Visium Spatial Gene Expression libraries include 'unique dual-indexing' sample indexes. This means that there is a unique sample index barcode in the both the i7 and i5 index reads (also known as I1 and I2). When demultiplexing flowcells where both index reads have been sequenced, bcl2fastq requires that both index sequences match the expected sequence for a read to be assigned to that sample. This solves the 'index hopping' issue present on Illumina patterned flowcell sequencers.

Sample Sheet Creation

You can download the Sample Index Reference for the Dual Index Plate TT, Set A here: CSV | JSON

The index sequence in the sample index reference file should be entered into the index column of the bcl2fastq sample sheet.

Either the index2_workflow_a or index2_workflow_b sequence should be entered into the index2 column of the bcl2fastq sample sheet, depending on the sequencing instrument in use.
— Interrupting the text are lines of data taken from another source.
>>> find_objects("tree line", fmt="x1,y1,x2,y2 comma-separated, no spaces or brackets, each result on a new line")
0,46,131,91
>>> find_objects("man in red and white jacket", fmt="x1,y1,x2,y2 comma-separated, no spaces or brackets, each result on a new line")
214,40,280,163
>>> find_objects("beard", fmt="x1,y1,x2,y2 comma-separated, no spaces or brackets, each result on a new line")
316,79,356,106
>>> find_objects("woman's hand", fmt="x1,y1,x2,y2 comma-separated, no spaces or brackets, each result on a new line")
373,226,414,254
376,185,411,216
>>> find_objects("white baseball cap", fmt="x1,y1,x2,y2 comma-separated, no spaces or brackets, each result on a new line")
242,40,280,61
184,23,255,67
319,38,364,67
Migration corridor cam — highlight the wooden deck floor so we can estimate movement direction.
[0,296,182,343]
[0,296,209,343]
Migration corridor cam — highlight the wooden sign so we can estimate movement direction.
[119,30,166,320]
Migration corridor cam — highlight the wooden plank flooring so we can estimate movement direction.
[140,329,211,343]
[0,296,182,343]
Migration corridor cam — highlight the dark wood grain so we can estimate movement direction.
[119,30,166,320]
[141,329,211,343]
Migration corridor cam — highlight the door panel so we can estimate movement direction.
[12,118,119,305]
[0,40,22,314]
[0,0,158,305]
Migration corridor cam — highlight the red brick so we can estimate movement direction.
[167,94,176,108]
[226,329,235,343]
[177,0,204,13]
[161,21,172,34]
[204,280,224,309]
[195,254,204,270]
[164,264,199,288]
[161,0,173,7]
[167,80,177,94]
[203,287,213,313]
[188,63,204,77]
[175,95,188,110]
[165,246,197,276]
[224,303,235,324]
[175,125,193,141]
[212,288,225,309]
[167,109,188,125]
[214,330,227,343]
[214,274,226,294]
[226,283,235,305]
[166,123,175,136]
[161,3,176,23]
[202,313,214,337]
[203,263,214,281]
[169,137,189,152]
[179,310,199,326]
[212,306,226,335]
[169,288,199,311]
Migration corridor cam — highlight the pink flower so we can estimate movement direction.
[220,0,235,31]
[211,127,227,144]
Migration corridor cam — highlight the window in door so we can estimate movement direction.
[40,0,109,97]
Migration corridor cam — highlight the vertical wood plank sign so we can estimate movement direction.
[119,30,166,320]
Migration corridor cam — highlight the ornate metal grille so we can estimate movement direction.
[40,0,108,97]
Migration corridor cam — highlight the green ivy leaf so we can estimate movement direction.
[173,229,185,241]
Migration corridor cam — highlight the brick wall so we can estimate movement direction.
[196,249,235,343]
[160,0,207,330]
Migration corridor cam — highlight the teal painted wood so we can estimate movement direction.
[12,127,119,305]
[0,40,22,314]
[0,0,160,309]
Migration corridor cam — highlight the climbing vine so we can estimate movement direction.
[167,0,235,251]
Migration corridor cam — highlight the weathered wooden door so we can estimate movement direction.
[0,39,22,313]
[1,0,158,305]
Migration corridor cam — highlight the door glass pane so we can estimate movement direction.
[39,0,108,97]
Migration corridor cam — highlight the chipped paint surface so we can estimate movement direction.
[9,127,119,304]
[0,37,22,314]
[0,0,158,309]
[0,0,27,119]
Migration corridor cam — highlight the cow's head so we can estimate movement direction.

More information about dual-indexing is available in the Illumina Indexed Sequencing Overview Guide

The Illumina Experiment Manager can also be used to create sample sheets for use with bcl2fastq.

Example Sample Sheet

When you plan an experiment, you should know the name of the sample index set used for each sample, which comes from the reagent kit (such as "SI-TT-A2"). For each sample, enter its lane, sample name, and sample index set into the Illumina bcl2fastq sample sheet. Here is a bcl2fastq sample sheet for a HiSeq 2500:

[Header]
EMFileVersion,4

[Reads] 28 120

[Data] Lane,Sample_ID,Sample_Name,index,index2,Sample_Project,Original_Sample_ID 1,test_sample,test_sample,TGGTCCCAAG,CCTCTGGCGT,H5T2YBCX3,test_sample

Running bcl2fastq

In the examples below, ${FLOWCELL_DIR} is the directory that contains a flowcell's Data folder, ${OUTPUT_DIR} is the directory that you want to output FASTQs to, and ${SAMPLE_SHEET_PATH} is the path to the sample sheet CSV you created.

bcl2fastq Version 2.17 or higher

$ bcl2fastq  \
  --minimum-trimmed-read-length=8 \
  --mask-short-adapter-reads=8 \
  --ignore-missing-positions \
  --ignore-missing-controls \
  --ignore-missing-filter \
  --ignore-missing-bcls \
  -r 6 -w 6 \
  -R ${FLOWCELL_DIR} \
  --output-dir=${OUTPUT_DIR} \
  --interop-dir=${INTEROP_DIR} \
  --sample-sheet=${SAMPLE_SHEET_PATH}

Running Space Ranger with bcl2fastq FASTQs

After generating FASTQs, follow the Single Sample Analysis documentation. You will pass the value in the Sample_Name column of the sample sheet to --sample argument to spaceranger count. The value of the --fastqs argument should be ${OUTPUT_DIR}/${PROJECT_NAME} where ${OUTPUT_DIR} is as defined above and ${PROJECT_NAME} is the value in the Sample_Project column in the sample sheet.